Regression On A Unit Sphere

We discuss the regression of a point on the surface of a unit sphere in d dimensions given a point on the surface of a unit sphere in p dimensions, where p is possibly different from d. Point projection is added to the rotation and linear transformation for regression link function. The identifiability of the model is proved. Then, parameter estimation is discussed. Simulation studies and data analysis were done to illustrate the model.

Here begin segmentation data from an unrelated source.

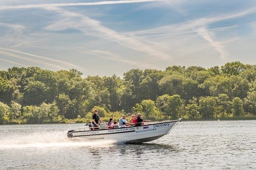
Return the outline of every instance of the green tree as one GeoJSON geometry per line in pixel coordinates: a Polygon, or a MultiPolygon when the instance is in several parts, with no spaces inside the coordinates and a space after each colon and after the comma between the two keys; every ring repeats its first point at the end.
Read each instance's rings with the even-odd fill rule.
{"type": "Polygon", "coordinates": [[[235,116],[242,116],[243,114],[243,104],[239,97],[235,97],[232,102],[232,113],[235,116]]]}
{"type": "Polygon", "coordinates": [[[132,107],[132,110],[135,113],[143,113],[143,106],[139,104],[136,104],[134,107],[132,107]]]}
{"type": "Polygon", "coordinates": [[[248,92],[247,97],[244,99],[246,110],[254,115],[256,115],[256,91],[248,92]]]}
{"type": "Polygon", "coordinates": [[[119,91],[119,87],[122,81],[119,78],[115,75],[111,77],[105,77],[104,85],[106,87],[109,93],[110,110],[111,111],[119,110],[120,109],[120,93],[119,91]]]}
{"type": "Polygon", "coordinates": [[[140,85],[142,81],[142,71],[139,69],[131,69],[124,74],[125,88],[122,93],[122,99],[124,99],[122,105],[127,111],[142,100],[140,85]]]}
{"type": "MultiPolygon", "coordinates": [[[[162,96],[158,96],[156,99],[156,105],[157,108],[159,109],[159,115],[163,115],[167,116],[168,111],[168,100],[170,95],[168,94],[164,94],[162,96]]],[[[160,117],[161,118],[161,117],[160,117]]]]}
{"type": "Polygon", "coordinates": [[[24,100],[27,105],[39,105],[45,100],[49,88],[41,82],[30,81],[24,90],[24,100]]]}
{"type": "Polygon", "coordinates": [[[230,75],[238,75],[240,73],[245,70],[246,66],[245,65],[236,61],[234,62],[227,63],[221,66],[221,71],[223,73],[230,75]]]}
{"type": "Polygon", "coordinates": [[[10,116],[10,119],[17,118],[21,115],[21,105],[15,102],[12,102],[12,116],[10,116]]]}
{"type": "MultiPolygon", "coordinates": [[[[70,97],[67,94],[59,94],[56,99],[57,105],[59,108],[59,115],[66,115],[67,112],[72,105],[70,97]]],[[[69,117],[71,117],[69,116],[69,117]]]]}
{"type": "Polygon", "coordinates": [[[182,105],[182,101],[179,95],[174,94],[170,96],[168,101],[168,114],[173,119],[176,119],[180,115],[180,108],[182,105]]]}
{"type": "Polygon", "coordinates": [[[250,69],[242,72],[239,76],[245,79],[249,82],[252,82],[256,79],[256,70],[250,69]]]}
{"type": "Polygon", "coordinates": [[[9,115],[11,112],[11,108],[8,105],[2,102],[0,102],[0,124],[4,123],[4,117],[5,115],[9,115]]]}
{"type": "Polygon", "coordinates": [[[185,107],[186,114],[190,118],[195,119],[199,118],[199,107],[196,104],[188,104],[185,107]]]}
{"type": "Polygon", "coordinates": [[[200,97],[199,99],[199,107],[203,119],[213,118],[215,113],[216,99],[213,97],[200,97]]]}
{"type": "Polygon", "coordinates": [[[23,119],[28,123],[42,123],[40,119],[42,117],[40,115],[40,107],[34,105],[28,105],[22,107],[23,119]]]}
{"type": "Polygon", "coordinates": [[[14,86],[9,80],[0,77],[0,102],[10,105],[14,90],[14,86]]]}
{"type": "Polygon", "coordinates": [[[229,101],[229,97],[226,94],[219,94],[218,96],[218,103],[220,110],[222,113],[222,117],[225,117],[225,113],[227,113],[227,116],[229,112],[229,110],[231,103],[229,101]]]}
{"type": "Polygon", "coordinates": [[[163,78],[163,73],[160,70],[147,69],[143,71],[143,78],[140,85],[142,99],[156,101],[160,93],[158,82],[163,78]]]}
{"type": "Polygon", "coordinates": [[[42,120],[52,120],[57,117],[58,112],[59,109],[56,103],[46,104],[43,102],[40,105],[40,119],[42,120]]]}
{"type": "Polygon", "coordinates": [[[156,107],[155,102],[151,100],[143,100],[141,103],[143,107],[143,111],[146,118],[156,117],[156,107]]]}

This is a joint work with Prof. Atanu Biswas of Indian Statistical Institute, Kolkata.

Gursharn Kaur, ISI

Negatively Reinforced Urn Models

n this work we consider general negatively reinforced urn models with finitely many colours. We will call an urn scheme negatively reinforced, if the selection probability for a colour is proportional to a weight function, which is decreasing. Under some assumptions on \(w\), we obtain almost sure convergence of the random configuration of the urn for a general replacement matrix \(R\). We show that depending upon the function \(w\) and the replacement matrix \(R\), the limit may be a constant or a random variable.

This is the joint work with Antar Bandyopadhyay.

Kaustav Nandy, ISI

Estimation of Kernel Size from Blurred Images

Recovering latent image from a blurred image is an interesting inference problem. A blurred image is usually assumed to be a convolution of the true latent image and an unknown "blur kernel" or "point spread function". In most existing work, dimension of the blur kernel is assumed to be known, while in practice they are not known. In our work we try to estimate the blur kernel size from a blurred image so that we can use it further while doing the image deconvolution.